Person claiming to be fugitive lawyer claims help in escape
Posted June 12
LOUISVILLE, Ky. — Someone claiming to be a fugitive Kentucky lawyer has told a newspaper he had help in his escape about a month before he was to be sentenced in a massive Social Security fraud case.
In an email to the Lexington Herald-Leader, the person purporting to be Eric Conn said the only assistance in his escape was "from someone who is absolutely insusceptible to the reach of American law." It didn't elaborate on the identity of the person or their location.
The FBI has said Conn's electronic monitoring device was found June 2 in Lexington, Kentucky, in a backpack along Interstate 75.
Conn, a disabilities lawyer, had pleaded guilty in March to stealing from the federal government and bribing a judge in a nearly $600 million Social Security fraud case. He was facing up to 12 years in prison and had agreed to pay the government tens of millions of dollars.
The person claiming to be Conn also said in an email to the newspaper that he had noted law enforcement attempts to find him through the IP address on his emails, the Herald-Leader (http://bit.ly/2slLSYG) reported Monday. The email sender said he had been "mentored by the master of such things" to avoid detection.
"Do they really think they can find me with such a blunt method?" the email said.
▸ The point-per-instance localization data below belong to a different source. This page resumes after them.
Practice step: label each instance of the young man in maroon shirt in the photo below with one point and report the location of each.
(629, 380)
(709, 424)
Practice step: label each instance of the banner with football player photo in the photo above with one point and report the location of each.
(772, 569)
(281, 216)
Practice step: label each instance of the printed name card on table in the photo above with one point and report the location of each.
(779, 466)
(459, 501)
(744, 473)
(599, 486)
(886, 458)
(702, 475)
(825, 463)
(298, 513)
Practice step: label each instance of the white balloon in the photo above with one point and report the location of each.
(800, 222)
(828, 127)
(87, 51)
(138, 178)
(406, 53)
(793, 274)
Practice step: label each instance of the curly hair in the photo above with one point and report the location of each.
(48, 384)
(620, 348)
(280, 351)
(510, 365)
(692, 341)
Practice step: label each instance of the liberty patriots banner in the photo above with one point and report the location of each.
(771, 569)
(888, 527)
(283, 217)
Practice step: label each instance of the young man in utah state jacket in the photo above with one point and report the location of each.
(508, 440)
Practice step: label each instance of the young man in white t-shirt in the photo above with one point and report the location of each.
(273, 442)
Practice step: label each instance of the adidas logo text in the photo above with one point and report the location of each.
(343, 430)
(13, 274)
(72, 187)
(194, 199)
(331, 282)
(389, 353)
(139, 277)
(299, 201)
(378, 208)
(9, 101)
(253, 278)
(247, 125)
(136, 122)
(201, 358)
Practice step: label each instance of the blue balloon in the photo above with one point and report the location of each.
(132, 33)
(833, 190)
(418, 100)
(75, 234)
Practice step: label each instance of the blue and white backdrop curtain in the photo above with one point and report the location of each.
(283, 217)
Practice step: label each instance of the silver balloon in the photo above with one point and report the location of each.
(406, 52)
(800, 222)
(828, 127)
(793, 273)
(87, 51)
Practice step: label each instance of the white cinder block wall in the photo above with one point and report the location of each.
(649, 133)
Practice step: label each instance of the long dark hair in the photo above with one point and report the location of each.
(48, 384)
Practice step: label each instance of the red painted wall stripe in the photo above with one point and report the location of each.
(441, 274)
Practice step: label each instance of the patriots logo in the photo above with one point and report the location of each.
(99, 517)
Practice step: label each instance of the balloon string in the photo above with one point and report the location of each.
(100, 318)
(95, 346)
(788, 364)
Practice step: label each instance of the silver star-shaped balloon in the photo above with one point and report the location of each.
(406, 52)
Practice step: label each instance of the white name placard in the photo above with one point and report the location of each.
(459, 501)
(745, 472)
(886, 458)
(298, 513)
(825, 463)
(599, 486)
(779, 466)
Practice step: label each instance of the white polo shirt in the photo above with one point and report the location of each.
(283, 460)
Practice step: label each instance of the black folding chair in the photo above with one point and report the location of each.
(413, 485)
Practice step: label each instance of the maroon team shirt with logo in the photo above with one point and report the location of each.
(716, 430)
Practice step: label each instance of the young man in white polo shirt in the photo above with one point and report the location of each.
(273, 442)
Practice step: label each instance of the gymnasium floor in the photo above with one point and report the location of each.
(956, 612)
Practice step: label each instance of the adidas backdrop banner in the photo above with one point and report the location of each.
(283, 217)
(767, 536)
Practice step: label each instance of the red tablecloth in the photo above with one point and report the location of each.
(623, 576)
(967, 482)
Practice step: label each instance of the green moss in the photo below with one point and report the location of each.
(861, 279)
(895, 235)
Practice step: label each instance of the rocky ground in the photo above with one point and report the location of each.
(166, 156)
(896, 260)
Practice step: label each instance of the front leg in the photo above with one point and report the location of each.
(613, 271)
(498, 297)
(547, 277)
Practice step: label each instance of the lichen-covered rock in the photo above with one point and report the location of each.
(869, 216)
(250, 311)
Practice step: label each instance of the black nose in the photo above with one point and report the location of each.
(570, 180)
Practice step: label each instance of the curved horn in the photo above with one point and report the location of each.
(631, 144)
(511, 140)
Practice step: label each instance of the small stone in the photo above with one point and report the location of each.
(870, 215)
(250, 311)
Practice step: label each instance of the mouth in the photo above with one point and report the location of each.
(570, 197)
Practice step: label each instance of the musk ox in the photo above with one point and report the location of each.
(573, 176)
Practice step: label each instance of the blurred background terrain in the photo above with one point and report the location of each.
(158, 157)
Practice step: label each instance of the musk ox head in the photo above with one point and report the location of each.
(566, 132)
The person has sent a series of emails to the Lexington newspaper, including offering proposed terms of his surrender.
The FBI said Monday it was aware that someone claiming to be Conn had contacted media.
"That person, however, has not contacted the FBI and we encourage him or her to do so," the FBI said in a statement.
The agency said it's pursuing numerous tips and leads in trying to track down Conn. A $20,000 reward has been offered for information leading authorities to the lawyer.
Meanwhile, an eastern Kentucky lawyer who has sued Conn, said Monday that his law office received a fax from someone claiming to be Conn.
Ned Pillersdorf, who is representing hundreds of Conn's former clients who have sued in seeking damages from Conn, said he's convinced the fax came from Conn.
Pillersdorf, who said he contacted the FBI after receiving the fax, referred to the fax and emails as "the whinings of a desperate man."
The fax lashed out at the government's case against psychologist Alfred Bradley Adkins. A federal jury on Monday convicted the Pikeville, Kentucky, psychologist of participating in the scheme, media outlets reported. Conn would likely have been a witness at Adkins' trial if he had not disappeared.
Adkins was convicted of fraud and conspiracy. He is to be sentenced Sept. 22.
He had been accused of signing mental impairment evaluations on Conn's clients without examining them. Adkins' lawyer, Jonah Lee Stevens, told jurors that Adkins wasn't part of the scheme and was duped by Conn.